Credit Suisse analysts were also pleased with the company’s Q1 update, citing “solid sequential improvement in like-for-like sales”. Credit Suisse believes the risks associated with owning equity in the upmarket retailer have shifted into neutral territory, hence the upgrade in rating.
UBS upgraded Downer EDI (DOW) to Buy from Neutral, after upgrading earnings forecasts. The increase of 6-8% in FY14-16 estimates is largely a result of upward revisions to mining margin estimates, and incorporating the $400 million contract at Wheatstone LNG, as well as some small road maintenance contracts. The broker finds the stock compelling value at its current FY14 price/earnings of 10 times.
UBS upgraded Fortescue Metals (FMG) from Neutral to Buy after the company hosted a site visit. While market confidence in China is high, the company sees near-term iron ore price risks. Earnings are expected to ease by 4% in FY14 and 13% in FY15 as a result of higher depreciation and amortisation. Despite this, UBS expects iron ore prices to average above US$100/dmt for the next 18-24 months.

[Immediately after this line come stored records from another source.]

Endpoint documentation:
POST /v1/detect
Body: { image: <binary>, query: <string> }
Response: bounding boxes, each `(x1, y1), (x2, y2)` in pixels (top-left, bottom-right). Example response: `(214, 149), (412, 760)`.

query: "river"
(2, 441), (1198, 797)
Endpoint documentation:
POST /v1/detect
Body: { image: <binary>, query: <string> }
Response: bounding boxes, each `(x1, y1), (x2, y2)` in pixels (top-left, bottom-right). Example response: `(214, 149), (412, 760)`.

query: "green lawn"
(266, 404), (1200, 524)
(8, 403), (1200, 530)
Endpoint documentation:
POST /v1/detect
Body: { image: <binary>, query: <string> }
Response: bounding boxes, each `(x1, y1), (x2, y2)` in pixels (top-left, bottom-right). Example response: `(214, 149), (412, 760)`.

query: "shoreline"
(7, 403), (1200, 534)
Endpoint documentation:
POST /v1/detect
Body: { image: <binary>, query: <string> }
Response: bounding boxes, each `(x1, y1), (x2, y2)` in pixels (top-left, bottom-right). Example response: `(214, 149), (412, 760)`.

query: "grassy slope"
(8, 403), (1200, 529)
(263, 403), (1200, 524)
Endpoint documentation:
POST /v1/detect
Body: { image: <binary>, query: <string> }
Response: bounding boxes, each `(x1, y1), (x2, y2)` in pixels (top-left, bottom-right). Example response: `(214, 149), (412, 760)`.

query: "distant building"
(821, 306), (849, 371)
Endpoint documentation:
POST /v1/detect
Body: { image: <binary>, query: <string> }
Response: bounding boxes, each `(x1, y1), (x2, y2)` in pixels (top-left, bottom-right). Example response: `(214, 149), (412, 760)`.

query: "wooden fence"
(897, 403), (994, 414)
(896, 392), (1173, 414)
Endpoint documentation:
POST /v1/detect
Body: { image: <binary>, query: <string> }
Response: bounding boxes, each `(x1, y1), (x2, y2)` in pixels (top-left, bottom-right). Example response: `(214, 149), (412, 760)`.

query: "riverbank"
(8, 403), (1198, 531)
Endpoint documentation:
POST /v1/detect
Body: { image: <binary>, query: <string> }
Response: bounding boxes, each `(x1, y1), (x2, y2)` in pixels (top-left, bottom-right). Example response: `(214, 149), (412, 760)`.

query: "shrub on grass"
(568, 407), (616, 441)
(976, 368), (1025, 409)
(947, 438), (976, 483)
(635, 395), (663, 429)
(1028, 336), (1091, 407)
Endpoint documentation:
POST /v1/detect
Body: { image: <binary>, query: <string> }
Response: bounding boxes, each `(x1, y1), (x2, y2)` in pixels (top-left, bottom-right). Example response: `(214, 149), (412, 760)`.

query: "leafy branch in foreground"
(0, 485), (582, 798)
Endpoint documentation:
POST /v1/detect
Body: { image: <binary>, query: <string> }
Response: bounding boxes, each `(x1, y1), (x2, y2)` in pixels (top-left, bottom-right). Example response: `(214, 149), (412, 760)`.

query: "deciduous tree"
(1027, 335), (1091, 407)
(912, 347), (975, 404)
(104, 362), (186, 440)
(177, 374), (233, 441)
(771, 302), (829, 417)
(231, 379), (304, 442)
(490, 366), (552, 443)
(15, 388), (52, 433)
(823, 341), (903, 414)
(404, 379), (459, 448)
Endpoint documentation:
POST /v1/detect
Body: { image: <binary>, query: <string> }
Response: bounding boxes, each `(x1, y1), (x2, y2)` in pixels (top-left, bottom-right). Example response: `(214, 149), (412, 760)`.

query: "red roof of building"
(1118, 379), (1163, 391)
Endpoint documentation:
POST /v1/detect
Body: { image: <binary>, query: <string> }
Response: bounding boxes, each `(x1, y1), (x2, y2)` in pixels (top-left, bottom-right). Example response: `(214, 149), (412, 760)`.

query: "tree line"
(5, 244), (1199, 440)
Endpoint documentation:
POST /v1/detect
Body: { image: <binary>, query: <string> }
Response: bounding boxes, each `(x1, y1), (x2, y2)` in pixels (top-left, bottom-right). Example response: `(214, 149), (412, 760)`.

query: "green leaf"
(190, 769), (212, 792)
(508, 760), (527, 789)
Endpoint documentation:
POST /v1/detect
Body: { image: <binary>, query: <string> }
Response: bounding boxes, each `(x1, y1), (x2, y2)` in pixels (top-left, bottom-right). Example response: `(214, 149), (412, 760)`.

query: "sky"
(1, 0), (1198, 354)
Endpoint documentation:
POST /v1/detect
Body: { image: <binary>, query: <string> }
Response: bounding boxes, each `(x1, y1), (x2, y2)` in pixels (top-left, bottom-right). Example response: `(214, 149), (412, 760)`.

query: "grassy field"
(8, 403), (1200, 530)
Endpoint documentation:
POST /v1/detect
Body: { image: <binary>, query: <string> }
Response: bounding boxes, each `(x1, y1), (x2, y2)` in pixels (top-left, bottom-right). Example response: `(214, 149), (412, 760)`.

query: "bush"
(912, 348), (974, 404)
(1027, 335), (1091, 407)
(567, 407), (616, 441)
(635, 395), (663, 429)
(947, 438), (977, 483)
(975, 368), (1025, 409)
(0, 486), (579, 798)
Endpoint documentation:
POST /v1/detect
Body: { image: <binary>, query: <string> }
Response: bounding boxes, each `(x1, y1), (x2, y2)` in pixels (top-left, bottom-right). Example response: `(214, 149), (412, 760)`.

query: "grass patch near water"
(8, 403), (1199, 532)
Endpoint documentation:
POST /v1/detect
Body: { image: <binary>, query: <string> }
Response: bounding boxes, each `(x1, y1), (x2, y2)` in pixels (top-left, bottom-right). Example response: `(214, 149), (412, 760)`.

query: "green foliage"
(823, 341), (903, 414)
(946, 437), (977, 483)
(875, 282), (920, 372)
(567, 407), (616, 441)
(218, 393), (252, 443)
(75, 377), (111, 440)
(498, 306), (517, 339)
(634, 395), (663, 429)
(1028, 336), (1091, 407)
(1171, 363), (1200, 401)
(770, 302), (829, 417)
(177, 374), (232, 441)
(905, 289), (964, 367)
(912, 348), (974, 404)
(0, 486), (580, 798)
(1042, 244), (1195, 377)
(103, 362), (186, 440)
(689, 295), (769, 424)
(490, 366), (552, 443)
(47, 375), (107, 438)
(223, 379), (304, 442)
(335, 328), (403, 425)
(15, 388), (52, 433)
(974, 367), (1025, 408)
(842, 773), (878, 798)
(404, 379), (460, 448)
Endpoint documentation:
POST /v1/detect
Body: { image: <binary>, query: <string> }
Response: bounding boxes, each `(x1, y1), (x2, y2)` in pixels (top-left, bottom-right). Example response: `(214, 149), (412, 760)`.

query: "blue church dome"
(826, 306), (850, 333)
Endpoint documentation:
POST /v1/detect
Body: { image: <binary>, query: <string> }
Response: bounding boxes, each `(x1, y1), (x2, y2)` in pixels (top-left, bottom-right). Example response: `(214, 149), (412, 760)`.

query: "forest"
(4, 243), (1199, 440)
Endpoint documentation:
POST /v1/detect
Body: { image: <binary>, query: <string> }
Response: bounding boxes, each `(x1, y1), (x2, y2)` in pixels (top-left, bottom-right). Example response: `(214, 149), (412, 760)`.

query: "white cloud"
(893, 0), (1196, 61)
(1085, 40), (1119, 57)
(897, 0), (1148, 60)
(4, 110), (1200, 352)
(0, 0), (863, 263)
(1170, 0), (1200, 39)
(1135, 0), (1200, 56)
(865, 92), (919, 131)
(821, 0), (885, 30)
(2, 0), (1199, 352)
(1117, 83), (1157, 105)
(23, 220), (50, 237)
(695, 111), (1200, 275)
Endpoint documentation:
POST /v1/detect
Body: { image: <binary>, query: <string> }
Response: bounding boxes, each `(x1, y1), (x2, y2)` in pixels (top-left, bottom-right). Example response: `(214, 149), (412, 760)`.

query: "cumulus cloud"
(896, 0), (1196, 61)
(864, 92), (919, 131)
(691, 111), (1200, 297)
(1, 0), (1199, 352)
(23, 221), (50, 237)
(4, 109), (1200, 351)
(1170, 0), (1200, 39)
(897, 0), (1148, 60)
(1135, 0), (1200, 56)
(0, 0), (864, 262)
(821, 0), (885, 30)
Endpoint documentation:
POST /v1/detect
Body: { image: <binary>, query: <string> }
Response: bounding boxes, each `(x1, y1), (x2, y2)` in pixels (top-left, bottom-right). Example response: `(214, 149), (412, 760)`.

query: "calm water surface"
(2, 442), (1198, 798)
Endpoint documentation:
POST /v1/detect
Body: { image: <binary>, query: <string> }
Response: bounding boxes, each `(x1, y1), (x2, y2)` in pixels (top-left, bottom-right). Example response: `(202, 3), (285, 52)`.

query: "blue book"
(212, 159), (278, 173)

This underpins cash flow and should enable de-gearing.
In the not-so-good-books
Credit Suisse downgraded Investa Office Fund (IOF) to Neutral from Outperform, as UBS downgraded the fund to Neutral from Buy. Credit Suisse was disappointed with the price the fund got for its minority interest in Dutch Office Fund. The main positive, in their view, is that IOF is transforming itself into an Aussie-only office REIT.
UBS says the sale price of EUR155 million for Dutch Office Fund reflects a discount to the net asset value of 24% and a 15% discount to the carrying value. Pricing was below UBS’s expectations and the sale has come earlier than expected but, ultimately, it will be what the company does with the proceeds that will be of interest. On UBS estimates, acquisitions of $400 million in Australian assets could offset the earnings dilution.
The above was compiled from reports on the FNArena database, which tabulates the views of eight major Australian and international stock brokers: BA-Merrill Lynch, CIMB, Citi, Credit Suisse, Deutsche Bank, JP Morgan, Macquarie and UBS.